Ownership of land and property empowers women and provides income and security. Without resources such as land, women have limited say in household decision-making, and no recourse to the assets during crises. This often relates to other vulnerabilities such as domestic violence and HIV and AIDS.
In regions of conflict, the impact of unequal land rights has particularly serious consequences for women — often the only survivors. In conflict and post-conflict situations, the number of women-headed households often increases sharply as many men have either been killed or are absent. Without their husbands, brothers or fathers — in whose name land and property titles are traditionally held — they find themselves denied access to their homes and fields by male family members, former in-laws or neighbours. Without the security of a home or income, women and their families fall into poverty traps and struggle for livelihoods, education, sanitation, health care, and other basic rights.
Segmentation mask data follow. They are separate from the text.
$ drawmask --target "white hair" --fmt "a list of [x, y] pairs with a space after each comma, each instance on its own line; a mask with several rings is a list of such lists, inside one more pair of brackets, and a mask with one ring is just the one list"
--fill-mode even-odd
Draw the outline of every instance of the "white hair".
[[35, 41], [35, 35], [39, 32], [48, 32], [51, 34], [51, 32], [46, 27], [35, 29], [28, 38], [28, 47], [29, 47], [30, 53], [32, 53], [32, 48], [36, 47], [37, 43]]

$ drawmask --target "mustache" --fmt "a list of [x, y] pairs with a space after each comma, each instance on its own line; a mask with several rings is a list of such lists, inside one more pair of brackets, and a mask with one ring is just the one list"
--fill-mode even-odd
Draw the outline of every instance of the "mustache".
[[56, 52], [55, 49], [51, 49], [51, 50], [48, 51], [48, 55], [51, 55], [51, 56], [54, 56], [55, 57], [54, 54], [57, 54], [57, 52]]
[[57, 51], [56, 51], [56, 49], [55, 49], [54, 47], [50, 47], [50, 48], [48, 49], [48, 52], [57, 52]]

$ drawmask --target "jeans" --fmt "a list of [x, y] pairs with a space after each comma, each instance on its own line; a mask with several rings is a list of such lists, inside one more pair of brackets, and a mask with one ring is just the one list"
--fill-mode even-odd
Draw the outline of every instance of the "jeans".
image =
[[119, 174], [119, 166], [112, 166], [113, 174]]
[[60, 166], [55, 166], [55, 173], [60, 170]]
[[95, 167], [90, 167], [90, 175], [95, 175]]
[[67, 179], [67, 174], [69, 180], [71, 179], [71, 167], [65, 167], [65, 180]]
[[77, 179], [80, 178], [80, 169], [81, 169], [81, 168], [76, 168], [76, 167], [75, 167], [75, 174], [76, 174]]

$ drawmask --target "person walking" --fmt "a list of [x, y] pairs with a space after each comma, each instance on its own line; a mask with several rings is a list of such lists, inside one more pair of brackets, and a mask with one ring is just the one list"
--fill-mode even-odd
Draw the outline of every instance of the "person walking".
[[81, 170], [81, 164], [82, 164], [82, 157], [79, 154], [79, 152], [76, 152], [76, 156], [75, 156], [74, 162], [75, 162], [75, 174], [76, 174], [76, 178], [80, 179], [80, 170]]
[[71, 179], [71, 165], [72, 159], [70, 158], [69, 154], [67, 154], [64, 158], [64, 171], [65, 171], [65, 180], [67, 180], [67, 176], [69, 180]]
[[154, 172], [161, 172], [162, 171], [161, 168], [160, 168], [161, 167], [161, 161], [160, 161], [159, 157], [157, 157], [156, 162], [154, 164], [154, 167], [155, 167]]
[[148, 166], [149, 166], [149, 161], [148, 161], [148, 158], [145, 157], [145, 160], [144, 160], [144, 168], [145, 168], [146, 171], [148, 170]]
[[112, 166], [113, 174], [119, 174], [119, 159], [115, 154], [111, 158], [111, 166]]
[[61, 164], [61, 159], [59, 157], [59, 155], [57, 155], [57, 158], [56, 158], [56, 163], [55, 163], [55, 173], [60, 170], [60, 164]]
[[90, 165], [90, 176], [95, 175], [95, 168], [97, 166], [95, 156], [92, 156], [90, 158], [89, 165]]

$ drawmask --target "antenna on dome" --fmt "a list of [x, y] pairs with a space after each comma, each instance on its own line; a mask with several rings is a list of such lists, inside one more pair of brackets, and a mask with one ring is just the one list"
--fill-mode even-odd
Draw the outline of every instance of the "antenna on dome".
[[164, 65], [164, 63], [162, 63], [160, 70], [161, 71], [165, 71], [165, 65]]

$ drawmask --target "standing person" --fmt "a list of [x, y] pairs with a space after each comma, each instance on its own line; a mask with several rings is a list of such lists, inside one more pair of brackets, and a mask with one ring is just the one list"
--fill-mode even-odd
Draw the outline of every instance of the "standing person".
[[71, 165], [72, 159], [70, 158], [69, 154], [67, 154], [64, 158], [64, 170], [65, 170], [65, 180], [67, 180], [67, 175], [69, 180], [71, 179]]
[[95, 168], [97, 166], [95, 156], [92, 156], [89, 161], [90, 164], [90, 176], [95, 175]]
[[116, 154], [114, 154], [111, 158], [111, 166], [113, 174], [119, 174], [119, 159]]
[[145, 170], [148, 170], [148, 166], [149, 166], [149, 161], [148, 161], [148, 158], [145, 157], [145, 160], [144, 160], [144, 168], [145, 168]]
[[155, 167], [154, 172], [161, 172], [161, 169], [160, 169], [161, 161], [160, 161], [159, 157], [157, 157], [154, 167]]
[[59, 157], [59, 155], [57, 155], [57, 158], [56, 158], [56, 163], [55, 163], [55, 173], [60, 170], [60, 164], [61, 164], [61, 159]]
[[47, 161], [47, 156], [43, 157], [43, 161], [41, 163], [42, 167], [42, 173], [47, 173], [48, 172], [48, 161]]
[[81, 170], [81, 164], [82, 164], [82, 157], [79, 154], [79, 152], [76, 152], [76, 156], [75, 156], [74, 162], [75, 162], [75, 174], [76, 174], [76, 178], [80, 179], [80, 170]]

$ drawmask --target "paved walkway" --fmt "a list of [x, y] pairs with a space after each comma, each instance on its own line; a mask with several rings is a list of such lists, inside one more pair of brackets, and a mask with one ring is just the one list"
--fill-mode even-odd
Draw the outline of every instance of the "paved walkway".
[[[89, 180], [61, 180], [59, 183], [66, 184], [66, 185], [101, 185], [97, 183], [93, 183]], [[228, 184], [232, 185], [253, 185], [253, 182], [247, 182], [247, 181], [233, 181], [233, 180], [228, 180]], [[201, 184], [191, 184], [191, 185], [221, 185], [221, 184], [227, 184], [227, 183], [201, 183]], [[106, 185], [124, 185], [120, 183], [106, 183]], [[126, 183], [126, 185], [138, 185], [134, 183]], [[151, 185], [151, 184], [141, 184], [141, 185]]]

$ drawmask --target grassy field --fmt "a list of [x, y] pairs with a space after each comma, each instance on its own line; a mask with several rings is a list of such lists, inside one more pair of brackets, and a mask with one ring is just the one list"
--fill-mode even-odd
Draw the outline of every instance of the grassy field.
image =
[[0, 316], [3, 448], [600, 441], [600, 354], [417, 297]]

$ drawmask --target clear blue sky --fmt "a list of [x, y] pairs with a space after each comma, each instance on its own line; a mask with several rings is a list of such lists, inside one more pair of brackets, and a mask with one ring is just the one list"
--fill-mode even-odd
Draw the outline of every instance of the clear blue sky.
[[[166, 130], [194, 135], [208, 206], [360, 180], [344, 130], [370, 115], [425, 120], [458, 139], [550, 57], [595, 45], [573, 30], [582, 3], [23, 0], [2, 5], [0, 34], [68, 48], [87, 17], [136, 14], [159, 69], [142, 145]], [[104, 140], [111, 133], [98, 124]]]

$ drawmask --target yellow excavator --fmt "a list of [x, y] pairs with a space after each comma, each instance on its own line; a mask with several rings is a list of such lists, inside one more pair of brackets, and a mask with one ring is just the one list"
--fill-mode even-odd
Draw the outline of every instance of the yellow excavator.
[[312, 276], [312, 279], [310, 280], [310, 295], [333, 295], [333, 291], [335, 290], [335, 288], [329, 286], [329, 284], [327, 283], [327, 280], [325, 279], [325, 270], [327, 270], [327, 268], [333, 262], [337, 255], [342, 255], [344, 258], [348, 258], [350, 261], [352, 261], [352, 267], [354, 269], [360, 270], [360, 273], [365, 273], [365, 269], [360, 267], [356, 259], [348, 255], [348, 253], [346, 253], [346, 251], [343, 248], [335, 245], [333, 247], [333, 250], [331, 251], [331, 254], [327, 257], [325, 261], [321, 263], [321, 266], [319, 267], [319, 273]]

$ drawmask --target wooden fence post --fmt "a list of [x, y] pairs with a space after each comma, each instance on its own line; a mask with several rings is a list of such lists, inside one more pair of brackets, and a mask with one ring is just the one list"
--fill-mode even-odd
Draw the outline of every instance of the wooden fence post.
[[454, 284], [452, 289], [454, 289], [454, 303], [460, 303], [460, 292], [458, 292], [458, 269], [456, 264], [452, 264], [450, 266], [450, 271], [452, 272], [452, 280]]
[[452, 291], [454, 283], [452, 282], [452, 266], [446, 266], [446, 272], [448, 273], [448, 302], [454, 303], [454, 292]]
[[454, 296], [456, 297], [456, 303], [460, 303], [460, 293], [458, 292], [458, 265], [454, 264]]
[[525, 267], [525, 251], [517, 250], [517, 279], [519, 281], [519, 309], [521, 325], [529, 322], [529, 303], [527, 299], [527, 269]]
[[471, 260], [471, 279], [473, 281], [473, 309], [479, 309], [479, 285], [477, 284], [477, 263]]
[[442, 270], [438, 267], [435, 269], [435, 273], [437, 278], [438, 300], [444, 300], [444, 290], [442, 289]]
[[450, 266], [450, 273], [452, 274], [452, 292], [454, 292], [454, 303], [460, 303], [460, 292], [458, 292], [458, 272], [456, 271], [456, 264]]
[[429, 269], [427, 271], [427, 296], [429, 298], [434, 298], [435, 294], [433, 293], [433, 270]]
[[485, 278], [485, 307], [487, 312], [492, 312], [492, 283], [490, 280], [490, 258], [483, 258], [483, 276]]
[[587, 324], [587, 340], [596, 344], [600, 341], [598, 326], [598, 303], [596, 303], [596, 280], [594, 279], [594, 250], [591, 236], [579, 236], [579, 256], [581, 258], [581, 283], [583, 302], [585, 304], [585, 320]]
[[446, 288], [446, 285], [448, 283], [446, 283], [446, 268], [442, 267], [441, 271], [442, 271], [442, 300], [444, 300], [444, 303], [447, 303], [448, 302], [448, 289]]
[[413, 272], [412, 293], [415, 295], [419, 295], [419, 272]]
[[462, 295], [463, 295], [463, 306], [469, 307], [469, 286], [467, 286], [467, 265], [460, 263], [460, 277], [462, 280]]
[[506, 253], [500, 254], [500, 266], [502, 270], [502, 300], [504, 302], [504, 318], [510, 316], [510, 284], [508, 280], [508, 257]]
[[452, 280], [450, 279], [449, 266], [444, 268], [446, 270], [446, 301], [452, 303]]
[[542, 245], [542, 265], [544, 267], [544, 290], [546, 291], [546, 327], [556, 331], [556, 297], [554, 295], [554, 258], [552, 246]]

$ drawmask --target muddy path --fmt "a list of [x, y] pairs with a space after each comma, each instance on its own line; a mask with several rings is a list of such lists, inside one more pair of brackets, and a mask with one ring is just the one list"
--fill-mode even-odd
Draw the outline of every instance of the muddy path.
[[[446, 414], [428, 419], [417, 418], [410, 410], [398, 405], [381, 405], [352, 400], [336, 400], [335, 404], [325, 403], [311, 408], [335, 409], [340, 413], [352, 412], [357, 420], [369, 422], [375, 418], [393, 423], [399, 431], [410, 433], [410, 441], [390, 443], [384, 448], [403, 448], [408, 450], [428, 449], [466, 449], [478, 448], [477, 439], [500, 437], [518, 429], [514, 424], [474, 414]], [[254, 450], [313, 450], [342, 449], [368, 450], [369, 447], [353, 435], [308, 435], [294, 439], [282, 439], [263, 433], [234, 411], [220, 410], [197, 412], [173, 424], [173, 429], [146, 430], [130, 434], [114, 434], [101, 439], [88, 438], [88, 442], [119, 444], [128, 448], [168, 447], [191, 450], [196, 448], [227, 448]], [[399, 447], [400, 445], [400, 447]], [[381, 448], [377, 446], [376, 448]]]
In recent years, international agreements have repeatedly reiterated the importance of women’s land and property rights.
- The Beijing Platform for Action affirmed that women’s right to inheritance and ownership of land and property should be recognized.
- The Convention on the Elimination of All Forms of Discrimination against Women (CEDAW) has underscored it, referring to rural women’s rights to equal treatment in land and agrarian reform processes.
- Women’s property rights are an implicit part of achieving the Millennium Development Goals, specifically Goal 1 on eradicating extreme poverty and Goal 3 on gender equality.
UN Women advocates for women’s land and property rights as part of its core strategy to enhance women’s economic security and rights and reduce feminized poverty. There is a strong focus on ensuring that women benefit from equal rights to property under the law, as well as in actual practice at the grassroots level.
In Aceh, UN Women’s gender advisor worked with the Agency for Recovery and Reconstruction for Aceh and Nias (BRR) to implement a joint land titling policy so women and men are included on titles.